The French countryside scrolls past you as you pump harder and try to catch up to the pack of riders ahead of you. In the distance, further down the road is the flamme rouge, the red flag that signals the last kilometer of the race. It’s time to give it your all and cross that finish line.
Flamme Rouge is a game for two to four players from Stronghold games. It was designed by Asger Granerud and features illustrations by Ossi Hiekkala. In Flamme Rouge, players race down a modular track, striving to be the first player to reach the finish line. Each player gets two cyclists miniatures, two decks of energy cards, and a charming player board to keep things tidy.
One of your riders in Flamme Rouge is a rouler which in the bicycle racing world means that they are suited for all types of terrain. Your other rider is a sprinteur, a rider that is good at sprinting. The sprinteur and the roulers’ card decks reflect their respective riding styles. The rouler’s cards range in value from three to seven while the sprinter’s cards have values of two,three, four, five and a nine!
During a round, each player draws four cards from one of their two energy decks and chooses one to play. They then do the same with their other rider’s deck. Once each player has chosen a card for each of their riders, everyone reveals their cards and, starting with the rider in the lead, movement is applied. Energy cards represent the effort your rider is putting into the race, so if you decide to play a six, your rider moves up six spaces up the track. The card you just used for movement is permanently removed from the deck, so managing your cards is super important.
The other cards you drew are placed face up at the bottom of the deck. Once you cycle through your deck (lol) and those face up cards turn up, you then shuffle the deck. But the game isn’t just about drawing cards and playing your highest card. Much like in the actual sport of competitive cycling you have to pace yourself in order to avoid burning out, or so I assume. I’ve never been a follower of the sport. The last time I rode a bike, which was sometime in the nineties, I veered off a trail to avoid flying off a cliff and ended up hitting a tree. But that’s neither here nor there.
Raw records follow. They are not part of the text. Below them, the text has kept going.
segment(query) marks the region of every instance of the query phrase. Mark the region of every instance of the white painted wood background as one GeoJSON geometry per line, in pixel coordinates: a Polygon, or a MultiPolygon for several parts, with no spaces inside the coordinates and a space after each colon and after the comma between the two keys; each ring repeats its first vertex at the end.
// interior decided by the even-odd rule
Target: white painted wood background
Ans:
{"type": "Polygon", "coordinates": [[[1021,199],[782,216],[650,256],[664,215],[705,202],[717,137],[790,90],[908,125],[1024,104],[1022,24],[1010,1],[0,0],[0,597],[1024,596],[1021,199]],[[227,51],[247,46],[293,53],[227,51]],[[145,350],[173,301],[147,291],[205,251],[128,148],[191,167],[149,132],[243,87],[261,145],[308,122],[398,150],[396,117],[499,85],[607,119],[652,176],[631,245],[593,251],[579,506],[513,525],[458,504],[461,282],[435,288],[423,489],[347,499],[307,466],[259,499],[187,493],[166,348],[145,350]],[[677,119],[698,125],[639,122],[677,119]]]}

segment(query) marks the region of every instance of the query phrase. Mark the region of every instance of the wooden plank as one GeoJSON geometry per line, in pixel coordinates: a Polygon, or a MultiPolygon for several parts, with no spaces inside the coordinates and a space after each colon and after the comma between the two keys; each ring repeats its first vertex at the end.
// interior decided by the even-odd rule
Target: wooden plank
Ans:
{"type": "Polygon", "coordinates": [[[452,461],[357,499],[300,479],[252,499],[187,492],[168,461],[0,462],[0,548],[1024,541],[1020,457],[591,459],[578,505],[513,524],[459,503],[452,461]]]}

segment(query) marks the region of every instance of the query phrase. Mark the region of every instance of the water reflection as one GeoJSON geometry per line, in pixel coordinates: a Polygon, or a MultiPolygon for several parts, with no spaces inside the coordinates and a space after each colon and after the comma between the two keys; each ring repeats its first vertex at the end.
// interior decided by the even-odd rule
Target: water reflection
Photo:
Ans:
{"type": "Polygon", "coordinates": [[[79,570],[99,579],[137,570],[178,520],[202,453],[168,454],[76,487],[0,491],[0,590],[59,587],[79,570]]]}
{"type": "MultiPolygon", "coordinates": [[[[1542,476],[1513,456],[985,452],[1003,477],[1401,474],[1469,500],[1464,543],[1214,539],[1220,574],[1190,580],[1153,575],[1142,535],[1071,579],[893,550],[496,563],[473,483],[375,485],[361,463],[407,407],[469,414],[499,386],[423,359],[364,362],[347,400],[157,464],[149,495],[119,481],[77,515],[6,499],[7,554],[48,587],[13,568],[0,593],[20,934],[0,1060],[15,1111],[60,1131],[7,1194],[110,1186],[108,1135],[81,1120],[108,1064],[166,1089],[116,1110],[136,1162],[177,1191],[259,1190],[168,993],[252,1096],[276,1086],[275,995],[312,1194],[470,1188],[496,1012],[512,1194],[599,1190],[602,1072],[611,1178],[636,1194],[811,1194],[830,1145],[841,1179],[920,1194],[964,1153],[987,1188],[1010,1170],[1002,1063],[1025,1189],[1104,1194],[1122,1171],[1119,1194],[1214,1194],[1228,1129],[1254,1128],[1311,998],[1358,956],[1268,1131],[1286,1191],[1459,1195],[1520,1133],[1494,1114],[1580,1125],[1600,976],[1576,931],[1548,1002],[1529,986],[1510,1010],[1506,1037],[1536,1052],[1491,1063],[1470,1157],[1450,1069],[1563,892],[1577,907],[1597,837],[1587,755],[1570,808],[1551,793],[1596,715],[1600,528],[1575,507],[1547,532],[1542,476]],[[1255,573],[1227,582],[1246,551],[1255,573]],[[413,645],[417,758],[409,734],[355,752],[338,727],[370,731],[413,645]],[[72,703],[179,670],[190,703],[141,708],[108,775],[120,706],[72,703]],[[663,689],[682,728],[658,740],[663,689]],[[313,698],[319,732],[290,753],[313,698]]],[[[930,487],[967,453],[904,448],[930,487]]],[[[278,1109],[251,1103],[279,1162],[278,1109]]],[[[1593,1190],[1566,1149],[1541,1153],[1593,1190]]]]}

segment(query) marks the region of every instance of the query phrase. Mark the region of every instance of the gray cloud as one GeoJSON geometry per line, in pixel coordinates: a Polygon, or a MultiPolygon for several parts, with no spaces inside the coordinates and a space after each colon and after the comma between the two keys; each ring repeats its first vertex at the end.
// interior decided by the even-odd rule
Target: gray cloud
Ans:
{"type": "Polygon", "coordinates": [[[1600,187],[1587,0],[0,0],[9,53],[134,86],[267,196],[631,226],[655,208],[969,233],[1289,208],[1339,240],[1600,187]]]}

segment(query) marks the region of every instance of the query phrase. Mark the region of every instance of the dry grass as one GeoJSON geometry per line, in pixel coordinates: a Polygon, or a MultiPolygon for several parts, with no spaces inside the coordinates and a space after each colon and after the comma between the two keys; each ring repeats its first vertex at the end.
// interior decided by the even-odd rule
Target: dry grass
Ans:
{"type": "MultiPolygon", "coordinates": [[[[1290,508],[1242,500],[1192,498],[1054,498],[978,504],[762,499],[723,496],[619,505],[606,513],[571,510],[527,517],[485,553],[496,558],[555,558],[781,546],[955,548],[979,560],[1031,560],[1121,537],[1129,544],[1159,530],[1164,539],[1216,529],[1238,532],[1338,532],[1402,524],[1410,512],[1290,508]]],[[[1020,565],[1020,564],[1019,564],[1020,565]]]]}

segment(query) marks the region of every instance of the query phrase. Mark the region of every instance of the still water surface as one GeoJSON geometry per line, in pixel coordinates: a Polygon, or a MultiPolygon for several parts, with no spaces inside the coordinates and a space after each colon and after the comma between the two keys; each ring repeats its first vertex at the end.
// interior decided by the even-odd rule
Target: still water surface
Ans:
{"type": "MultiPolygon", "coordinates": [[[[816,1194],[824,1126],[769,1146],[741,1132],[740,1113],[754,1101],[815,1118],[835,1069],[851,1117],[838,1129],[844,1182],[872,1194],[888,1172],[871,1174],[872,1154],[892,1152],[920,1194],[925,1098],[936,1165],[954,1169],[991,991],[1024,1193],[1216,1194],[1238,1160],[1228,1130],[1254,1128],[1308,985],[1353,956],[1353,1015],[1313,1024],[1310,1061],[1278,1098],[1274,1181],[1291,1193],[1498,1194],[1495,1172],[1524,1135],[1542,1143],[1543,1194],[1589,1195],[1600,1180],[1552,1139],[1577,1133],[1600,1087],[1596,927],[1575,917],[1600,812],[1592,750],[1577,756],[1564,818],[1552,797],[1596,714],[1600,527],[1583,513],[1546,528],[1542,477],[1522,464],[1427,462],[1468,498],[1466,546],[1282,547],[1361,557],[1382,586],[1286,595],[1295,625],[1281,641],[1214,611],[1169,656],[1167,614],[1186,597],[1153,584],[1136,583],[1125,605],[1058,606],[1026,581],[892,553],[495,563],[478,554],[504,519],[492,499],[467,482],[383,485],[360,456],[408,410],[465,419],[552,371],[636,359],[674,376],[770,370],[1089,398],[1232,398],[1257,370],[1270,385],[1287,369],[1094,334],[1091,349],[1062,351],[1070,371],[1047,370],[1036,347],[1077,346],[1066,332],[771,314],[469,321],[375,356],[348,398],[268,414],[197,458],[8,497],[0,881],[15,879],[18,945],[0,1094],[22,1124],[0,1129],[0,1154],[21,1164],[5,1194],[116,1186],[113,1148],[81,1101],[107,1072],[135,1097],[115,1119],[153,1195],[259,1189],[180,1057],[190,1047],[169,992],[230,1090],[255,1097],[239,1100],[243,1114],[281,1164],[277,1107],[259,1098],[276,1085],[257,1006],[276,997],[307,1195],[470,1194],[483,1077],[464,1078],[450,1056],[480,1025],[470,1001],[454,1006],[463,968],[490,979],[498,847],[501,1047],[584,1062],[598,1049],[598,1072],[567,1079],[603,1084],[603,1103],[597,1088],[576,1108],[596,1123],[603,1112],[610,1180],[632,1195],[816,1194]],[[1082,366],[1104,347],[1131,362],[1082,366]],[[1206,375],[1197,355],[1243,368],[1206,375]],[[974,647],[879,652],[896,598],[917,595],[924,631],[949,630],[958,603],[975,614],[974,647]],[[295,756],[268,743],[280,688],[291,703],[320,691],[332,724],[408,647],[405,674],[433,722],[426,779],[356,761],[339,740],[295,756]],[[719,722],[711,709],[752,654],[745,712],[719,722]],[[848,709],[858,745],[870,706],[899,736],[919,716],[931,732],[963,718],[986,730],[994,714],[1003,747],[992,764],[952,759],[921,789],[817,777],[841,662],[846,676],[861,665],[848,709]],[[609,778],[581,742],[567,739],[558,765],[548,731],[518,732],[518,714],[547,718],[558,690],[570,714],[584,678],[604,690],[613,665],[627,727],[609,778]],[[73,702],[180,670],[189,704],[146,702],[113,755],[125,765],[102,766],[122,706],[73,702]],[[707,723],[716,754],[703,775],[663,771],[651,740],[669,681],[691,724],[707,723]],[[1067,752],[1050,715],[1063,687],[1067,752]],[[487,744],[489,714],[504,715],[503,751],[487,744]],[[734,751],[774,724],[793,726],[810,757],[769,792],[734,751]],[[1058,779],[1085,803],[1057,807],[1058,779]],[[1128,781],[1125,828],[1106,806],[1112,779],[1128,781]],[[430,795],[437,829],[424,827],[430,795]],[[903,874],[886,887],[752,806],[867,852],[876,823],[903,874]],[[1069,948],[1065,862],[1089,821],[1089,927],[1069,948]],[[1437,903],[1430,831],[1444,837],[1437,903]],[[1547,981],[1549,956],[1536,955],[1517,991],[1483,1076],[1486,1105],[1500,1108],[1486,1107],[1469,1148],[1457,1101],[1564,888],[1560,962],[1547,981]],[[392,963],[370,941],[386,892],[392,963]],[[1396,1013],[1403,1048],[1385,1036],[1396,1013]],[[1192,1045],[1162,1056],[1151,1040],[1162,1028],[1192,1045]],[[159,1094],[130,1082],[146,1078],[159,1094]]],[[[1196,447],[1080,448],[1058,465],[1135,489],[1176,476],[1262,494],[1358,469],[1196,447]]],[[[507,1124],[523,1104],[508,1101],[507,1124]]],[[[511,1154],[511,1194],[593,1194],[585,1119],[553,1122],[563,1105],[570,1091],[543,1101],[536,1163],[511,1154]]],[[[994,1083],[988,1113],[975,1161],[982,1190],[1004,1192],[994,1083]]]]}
After all players have moved their riders, slipstreaming happens. Starting with the riders in the back, groups of riders that are exactly one space behind another pack of riders, move up a space, joining the group that’s ahead of them. Slipstreaming is handy because not only does it get you closer to the finish line, it’s also a great way to add some value to your cards. In a game where you’re constantly discarding cards, gaining a point of movement here or there is pretty crucial.
If you’re the foremost player in a pack, you add an exhaustion card with a value of two to your deck! If you’re constantly playing your highest cards and pulling away from the pack, you’re adding punitive cards to your deck and you’ll eventually start drawing more and more of these low value cards. Which makes thematic sense. After all, if you keep pushing yourself to the limit and are constantly concerned with being in the lead, you’re gonna burn out.
There’s also terrain to keep in mind in Flamme Rouge. Mountain zones affect the amount of energy you gain from cards. This is another nice touch where theme and mechanisms converge. If you are starting on, moving through, or ending on a red mountain zone all energy cards are capped off at 2 movement points.These red mountain zones represent an ascent up the mountain that taxes your energy reserves. There’s also blue mountain zones that let you boost the performance of your energy card. Thematically, these areas represent going downhill. So, playing a low value card while in the blue zone, will boost that card up to a five. Playing a card that’s higher than a five while in a blue zone will still net you it’s full value. But you want to use those low value cards in order to squeeze out more movement points. Strategic use of your lower value cards comes in handy here and a well-timed two can add some value to your deck, saving those stronger cards for later.
The card play in Flamme Rouge encourages you to constantly consider the state of the board. Finding the perfect moment to break away from a pack to join the pack that’s ahead of your rider makes for some interesting choices. Of course, carrying out such maneuvers is always subject to your hand of energy cards as well as the other player’s card selections. There’s a good amount of input randomness in Flamme Rouge, so players who are averse to such randomness might think about steering away from this otherwise excellent game.
The game offers a good amount of variability with six suggested track layouts. There’s also more track designs online from an unofficial app that also offers a campaign mode.
I really enjoy Flamme Rouge for what it is: a racing game that’s approachable, quick to teach, and looks great on the table. It’s a game you can bring to most game nights and teach in about ten minutes. It offers the thrill and excitement of the last kilometre of a long distance race in about an hour and keeps you indoors and in the relative safety of your home.